Planned Obsolescence — 6 Comments

  1. It all is moving towards the lowest common denominator. Labor and material quality. It used to be American products were the best in the world. We owned the market place for just about everything. Then corporations found that cheap labor and cheap materials would make a product that would last just thru the required warranty. No longer is a better mouse trap motivation to get a market share. It is all about disposable products that hopefully consumers will continue to buy.

    I was recently looking at purchasing a simple toaster oven. After reading many reviews it is almost impossible to buy a new good one. Most don’t last much longer then the warranty and many are unsafe. The idea that you could purchase something as simple as a toaster and have it last 10 or more years is gone.

    • There’s definitely a point of diminishing returns to this. At some point (we might be there now) people are going to stop buying this crap. After all, there are alternatives. You could toast the bread on a cast iron skillet, for instance. (Homemade bread, of course.) People lived without all these contraptions up until the last century or so. I know I can (and do) live without most of this junk.

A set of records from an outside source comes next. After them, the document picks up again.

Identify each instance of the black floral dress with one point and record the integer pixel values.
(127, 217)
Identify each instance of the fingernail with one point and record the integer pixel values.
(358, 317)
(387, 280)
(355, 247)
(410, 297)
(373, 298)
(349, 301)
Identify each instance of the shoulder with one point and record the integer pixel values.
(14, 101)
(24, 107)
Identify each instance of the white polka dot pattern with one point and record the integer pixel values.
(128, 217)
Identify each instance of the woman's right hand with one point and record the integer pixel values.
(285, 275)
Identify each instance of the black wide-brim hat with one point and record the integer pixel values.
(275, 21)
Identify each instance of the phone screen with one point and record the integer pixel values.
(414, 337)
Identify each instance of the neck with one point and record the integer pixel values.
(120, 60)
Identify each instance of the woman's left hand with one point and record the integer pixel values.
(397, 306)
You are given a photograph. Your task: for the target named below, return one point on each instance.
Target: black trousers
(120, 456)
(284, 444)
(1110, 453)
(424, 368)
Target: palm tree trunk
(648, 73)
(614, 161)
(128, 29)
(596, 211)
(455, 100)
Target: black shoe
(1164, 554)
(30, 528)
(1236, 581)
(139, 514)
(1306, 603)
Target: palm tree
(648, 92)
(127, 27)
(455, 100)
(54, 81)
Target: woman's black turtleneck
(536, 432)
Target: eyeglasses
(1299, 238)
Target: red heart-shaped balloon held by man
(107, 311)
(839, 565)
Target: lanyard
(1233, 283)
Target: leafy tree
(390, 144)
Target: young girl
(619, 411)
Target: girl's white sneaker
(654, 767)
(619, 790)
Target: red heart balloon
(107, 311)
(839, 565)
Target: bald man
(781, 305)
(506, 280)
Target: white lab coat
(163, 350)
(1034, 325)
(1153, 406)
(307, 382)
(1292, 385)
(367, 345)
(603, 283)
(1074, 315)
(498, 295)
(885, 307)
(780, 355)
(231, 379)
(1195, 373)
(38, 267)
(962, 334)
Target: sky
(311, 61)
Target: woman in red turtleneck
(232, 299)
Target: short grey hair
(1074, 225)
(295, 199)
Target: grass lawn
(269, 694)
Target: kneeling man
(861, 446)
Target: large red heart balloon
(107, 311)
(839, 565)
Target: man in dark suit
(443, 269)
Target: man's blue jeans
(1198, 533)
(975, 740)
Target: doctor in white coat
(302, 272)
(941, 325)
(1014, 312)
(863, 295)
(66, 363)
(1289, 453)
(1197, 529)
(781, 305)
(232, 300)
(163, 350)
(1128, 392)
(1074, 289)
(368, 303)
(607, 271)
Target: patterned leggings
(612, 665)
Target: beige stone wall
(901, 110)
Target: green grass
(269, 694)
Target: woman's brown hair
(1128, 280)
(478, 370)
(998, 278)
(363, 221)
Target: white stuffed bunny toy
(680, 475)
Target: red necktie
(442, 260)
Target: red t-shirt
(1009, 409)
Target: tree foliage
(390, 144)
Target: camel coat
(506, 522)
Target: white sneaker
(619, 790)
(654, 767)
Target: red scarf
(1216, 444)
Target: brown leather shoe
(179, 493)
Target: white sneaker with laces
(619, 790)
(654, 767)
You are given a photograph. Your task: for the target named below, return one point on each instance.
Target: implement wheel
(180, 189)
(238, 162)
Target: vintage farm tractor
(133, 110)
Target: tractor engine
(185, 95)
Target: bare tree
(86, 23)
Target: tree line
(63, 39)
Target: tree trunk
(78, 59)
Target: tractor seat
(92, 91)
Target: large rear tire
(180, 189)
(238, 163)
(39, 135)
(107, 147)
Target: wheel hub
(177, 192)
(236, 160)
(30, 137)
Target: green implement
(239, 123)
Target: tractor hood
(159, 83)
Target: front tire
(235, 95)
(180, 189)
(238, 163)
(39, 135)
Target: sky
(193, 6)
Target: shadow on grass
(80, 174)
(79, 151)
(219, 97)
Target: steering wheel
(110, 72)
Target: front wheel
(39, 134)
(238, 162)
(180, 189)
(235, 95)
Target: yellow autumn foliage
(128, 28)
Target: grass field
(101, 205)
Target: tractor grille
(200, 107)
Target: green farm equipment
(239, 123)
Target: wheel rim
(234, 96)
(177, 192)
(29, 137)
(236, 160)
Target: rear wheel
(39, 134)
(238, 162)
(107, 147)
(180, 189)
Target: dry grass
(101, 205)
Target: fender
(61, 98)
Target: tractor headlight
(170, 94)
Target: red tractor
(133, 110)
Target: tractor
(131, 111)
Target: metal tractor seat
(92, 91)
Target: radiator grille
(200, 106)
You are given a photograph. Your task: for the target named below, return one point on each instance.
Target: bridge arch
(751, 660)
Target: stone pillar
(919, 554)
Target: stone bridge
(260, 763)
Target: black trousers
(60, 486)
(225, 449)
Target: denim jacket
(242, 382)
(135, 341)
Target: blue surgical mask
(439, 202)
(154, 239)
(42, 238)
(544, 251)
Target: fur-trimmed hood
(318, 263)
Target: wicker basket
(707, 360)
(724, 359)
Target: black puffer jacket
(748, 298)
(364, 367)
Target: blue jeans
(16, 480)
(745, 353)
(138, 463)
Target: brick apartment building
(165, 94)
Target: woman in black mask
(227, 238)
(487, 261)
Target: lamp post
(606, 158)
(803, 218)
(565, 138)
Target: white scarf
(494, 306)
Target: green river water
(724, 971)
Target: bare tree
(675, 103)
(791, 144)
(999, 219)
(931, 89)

  2. It’s a frustrating issue. And hard to see a way around it from within an economy based on planned obsolescence. Being inundated with it, and being raised as part of it makes it ingrained almost to our very core. Certainly for an economy to continue to function, there must be a flow of money. How do you transition from “buy more stuff” to “buy durable products” without some sort of buffer?

    Obviously there would be a cost to maintain products, as even durable things wear out. It’s a brave company that tries to encourage their customers to pay them to repair products rather than simply have them replaced with a new one immediately. Or in the case of a company that does send immediate replacements, to suggest that their products are mostly refurbished items. After all, something that isn’t “new” should be cheaper, right? And if it’s been fixed multiple times, it gives the impression that those parts that have not been replaced yet are just on the edge of failing. “Why not just buy the competitor’s superior ‘new’ product?” they might say.

    Honestly, I think it would help all around if people were encouraged to reproduce less. I can’t imagine a world without waste is just around the corner, but it’d be easier to make happen if there were fewer people to make said waste. Of course if you follow the same line of thought, less people means less people to spend money… A viscous cycle.

    • Agreed, fewer people would take some pressure off the situation. Another key is spending the money we do have wisely. I’m talking about reducing government waste on wars and unnecessary programs. Solutions exist for almost every problem we face, yet much of the money is wasted.

      This reminds me of a story. I saw a farmer years ago with an unusual looking shovel. The metal part was about half the usual length. I kept looking at the short shovel and finally asked the farmer if this was a special type of shovel for a particular purpose. He said no, it was just worn down from 30(?) years of use! Geez, most shovels now break in a few months or maybe 1-2 years. No way will they last 30 years unless you search out the highest quality shovels used by landscapers.

  3. I think microwaves have planned obsolescence nowadays. My grandma had one microwave for about 20 years. The one I bought didn’t last a year, the one before that one wasn’t very old when it died. Shouldn’t technology logically be progressing in the direction of being more reliable? I’m rebelling by not getting another one.

    • Yeah, there’s a definite trend towards shorter lifespans of products. In many cases it’s become a “race to the bottom” so to speak to see who can make the absolute lowest cost products.